In order to prevent himself from just lapping the house, yelling at his children and making bottomless threats, my father has decided to “become young” again. Whether you want to call this a midlife crisis or not, the man has gone insane. Instead of his usual attire of collared, company shirts and corduroy pants (held securely up by an ugly brown belt), Mr. Boony can be found marching around the house in his new Aeropostale button ups and his new blue jeans (still held securely up by an ugly brown belt). When I asked him about the drastic change in appearance, my father simply stated:

So I can be down wid dem gangstas

Let me remind you this is the same man that actually puts the seat down after pissing. If I had 12,000 words to describe my dad, “gangster,” “cool”, “popular”, and even “social” would never appear on the list (nerdy, dull, boring, and hideous would definitely be in the top 10). In his junior year of high school my father was voted “most likely to be stoned to death.” This looked like the preferable title after he was voted “most likely to be public tarred and feathered” in his senior year. Unfortunately, neither of these things happened between his time of graduation and today; but we still have time.

Midlife Crisis: noun (mid-lyf-cry-sis)- A time in an old man’s life when he realizes, usually with the help of his children, that he is way too old to be alive.
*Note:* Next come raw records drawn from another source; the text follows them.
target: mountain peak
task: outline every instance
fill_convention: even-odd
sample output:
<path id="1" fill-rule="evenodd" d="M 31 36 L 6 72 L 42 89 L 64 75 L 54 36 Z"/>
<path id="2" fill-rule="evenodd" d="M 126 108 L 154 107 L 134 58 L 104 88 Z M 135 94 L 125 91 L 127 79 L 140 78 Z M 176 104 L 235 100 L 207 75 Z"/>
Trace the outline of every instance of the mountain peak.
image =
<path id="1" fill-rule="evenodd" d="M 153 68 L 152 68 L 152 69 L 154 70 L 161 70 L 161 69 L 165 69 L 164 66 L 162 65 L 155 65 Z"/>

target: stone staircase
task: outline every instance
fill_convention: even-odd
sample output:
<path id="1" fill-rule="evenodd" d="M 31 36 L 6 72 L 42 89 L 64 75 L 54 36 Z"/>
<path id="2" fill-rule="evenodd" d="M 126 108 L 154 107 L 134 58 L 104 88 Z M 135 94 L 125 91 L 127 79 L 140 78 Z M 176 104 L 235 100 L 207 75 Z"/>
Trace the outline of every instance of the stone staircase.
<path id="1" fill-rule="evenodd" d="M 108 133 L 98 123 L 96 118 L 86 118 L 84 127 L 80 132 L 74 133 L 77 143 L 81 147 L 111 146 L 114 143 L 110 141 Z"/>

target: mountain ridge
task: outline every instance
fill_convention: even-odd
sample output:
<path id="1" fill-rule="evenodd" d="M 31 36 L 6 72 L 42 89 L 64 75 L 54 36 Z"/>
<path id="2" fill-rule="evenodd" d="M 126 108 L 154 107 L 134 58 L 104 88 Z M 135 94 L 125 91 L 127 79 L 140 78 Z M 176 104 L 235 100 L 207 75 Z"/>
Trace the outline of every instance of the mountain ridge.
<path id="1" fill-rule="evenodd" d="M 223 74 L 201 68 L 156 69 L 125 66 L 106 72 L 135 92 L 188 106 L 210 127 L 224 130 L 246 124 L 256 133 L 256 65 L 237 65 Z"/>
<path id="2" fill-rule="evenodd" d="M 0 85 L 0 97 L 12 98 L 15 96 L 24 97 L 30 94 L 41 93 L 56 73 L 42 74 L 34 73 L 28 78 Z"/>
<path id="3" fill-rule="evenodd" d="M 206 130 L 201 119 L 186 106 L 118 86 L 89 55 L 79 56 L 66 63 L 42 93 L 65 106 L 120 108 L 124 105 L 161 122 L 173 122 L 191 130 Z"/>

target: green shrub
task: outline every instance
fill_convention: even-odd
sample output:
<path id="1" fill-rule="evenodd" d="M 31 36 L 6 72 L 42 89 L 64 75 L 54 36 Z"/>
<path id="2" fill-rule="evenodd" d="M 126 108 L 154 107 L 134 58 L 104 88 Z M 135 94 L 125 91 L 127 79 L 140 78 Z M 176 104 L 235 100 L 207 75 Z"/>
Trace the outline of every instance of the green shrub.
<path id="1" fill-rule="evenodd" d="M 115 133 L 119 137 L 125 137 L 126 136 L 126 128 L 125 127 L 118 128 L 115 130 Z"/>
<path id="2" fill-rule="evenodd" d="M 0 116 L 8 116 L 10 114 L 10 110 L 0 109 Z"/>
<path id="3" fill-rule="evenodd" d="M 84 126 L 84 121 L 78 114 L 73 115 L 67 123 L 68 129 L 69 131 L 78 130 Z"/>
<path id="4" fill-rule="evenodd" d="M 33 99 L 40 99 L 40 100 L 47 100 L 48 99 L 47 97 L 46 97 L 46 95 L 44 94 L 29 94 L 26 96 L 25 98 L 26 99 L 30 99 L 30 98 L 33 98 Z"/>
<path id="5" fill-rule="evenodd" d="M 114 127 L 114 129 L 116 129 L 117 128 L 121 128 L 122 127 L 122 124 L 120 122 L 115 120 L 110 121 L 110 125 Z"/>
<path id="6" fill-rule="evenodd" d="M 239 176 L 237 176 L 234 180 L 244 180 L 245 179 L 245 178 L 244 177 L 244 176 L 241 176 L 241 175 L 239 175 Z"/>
He man resorts to acting childish (like in case of my gym teacher), buying an expensive unnecessary item that generally costs ridiculous amounts of money (like in the case of my uncle), or acting like his child (in the case of my father)

I’m hoping that this phase ends with my father, and that he can go back to being the homework-checking, yardwork-enforcing, shotgun-holding Nazi that he really is. That way we can tar and feather him.